8 Tote, während heftige Regenfälle Metro Manila lähmen

7. Aug. 2012 – Sintflutartige Regenfälle in der philippinischen Hauptstadt lösten einen Erdrutsch aus, der acht Menschen tötete. Rettungskräfte der Regierung wurden zur Rettung und Evakuierung geschickt, da Zehntausende Bewohner auf den Dächern ihrer überschwemmten Häuser gestrandet waren.

Unaufhörliche Regengüsse durch den saisonalen Monsun, überschwemmten grosse Dämme und Flüsse in Manila und den umliegenden Provinzen und setzten die Behörden und Rettungstruppen in Alarmbereitschaft. Die Hauptstadt und andere Teile der Philippinen wurden bereits in der vergangenen Woche von Typhoon Saola durchtränkt, der Manila und den Norden mehrere Tage lang traf. Das Unwetter war verantwortlich für mindestens 53 Todesfälle.

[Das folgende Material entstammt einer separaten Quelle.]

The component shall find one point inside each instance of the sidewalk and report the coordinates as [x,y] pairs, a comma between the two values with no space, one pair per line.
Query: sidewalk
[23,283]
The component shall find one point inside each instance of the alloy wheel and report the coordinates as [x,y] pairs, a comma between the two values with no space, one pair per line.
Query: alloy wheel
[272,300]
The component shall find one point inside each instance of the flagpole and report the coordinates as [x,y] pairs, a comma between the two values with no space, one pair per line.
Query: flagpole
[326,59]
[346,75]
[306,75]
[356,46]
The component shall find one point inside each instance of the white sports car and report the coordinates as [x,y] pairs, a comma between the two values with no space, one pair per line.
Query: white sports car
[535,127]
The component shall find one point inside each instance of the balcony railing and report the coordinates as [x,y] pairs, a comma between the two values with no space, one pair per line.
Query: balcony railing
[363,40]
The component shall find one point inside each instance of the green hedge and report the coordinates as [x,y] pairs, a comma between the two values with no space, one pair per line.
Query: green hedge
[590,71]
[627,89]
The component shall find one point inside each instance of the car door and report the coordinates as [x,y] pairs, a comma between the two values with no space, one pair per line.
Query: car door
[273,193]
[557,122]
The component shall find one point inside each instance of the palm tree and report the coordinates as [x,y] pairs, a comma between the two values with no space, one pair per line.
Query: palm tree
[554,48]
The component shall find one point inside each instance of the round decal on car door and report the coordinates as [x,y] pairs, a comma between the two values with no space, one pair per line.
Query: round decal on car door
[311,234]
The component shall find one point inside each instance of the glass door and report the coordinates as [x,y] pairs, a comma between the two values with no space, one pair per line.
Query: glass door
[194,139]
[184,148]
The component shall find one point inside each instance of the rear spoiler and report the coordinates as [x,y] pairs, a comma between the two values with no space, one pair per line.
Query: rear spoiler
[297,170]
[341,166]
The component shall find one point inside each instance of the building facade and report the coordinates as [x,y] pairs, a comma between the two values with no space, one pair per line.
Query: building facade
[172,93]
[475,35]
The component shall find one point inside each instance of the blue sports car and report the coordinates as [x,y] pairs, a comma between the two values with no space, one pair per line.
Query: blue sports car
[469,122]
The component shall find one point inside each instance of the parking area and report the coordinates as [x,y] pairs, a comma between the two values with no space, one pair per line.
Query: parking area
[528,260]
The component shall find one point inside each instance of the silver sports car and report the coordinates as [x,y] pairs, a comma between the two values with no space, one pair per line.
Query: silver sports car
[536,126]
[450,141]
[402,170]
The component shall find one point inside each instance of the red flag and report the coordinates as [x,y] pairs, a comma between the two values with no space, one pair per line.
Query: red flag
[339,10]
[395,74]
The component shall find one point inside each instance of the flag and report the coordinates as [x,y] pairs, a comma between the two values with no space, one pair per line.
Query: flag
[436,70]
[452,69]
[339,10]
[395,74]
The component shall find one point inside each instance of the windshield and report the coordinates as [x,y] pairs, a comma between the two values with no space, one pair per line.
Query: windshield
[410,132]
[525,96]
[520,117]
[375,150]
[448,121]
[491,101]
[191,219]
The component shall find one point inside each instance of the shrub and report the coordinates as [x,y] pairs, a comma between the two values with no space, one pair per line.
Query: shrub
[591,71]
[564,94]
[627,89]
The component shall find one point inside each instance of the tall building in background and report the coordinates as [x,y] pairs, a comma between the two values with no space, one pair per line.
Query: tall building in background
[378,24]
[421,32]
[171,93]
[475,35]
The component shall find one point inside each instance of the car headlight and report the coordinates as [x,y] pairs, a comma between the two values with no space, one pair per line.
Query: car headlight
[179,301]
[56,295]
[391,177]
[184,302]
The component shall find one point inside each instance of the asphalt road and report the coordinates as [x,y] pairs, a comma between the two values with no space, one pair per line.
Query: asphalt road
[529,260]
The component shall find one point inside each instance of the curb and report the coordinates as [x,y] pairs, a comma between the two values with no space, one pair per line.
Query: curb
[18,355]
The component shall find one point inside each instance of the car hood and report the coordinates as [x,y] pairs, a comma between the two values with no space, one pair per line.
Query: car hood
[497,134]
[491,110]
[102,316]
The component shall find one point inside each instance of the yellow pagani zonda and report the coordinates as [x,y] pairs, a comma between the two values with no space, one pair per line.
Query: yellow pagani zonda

Aber Manilas Wetterdienst PAGASA sagte, ein separater tropischer Sturm aus Ost-China, habe den Monsunregen auf den Philippinen verstärkt und war verantwortlich für die jüngste Flut, die am Montagabend begann und bis Dienstag Morgen nicht locker liess. In Quezon City, traf ein Erdrutsch eine Reihe von Wohnhütten in einem Slum an einer Strasse und begrub laut Augenzeugen acht Menschen. Armee-Truppen und die Polizei gruben fieberhaft, um die Verschütteten, darunter vier Kinder zu retten. Alle Opfer wurden später tot ausgegraben.

Der Chef der nationalen Polizei, Nicanor Bartolome, ging vor Ort um sich einen persönlichen Eindruck zu holen und liess alle anderen Slumbewohner aus der Gefahrenzone evakuieren. Fernsehbilder zeigten Retter, die sich an Seilen entlang hangelten, um Kinder und andere Bewohner aus den überfluteten Häusern in Sicherheit zu bringen. Viele Bewohner waren in ihren Häusern vom Hochwasser eingeschlossen und riefen verzweifelt um Hilfe.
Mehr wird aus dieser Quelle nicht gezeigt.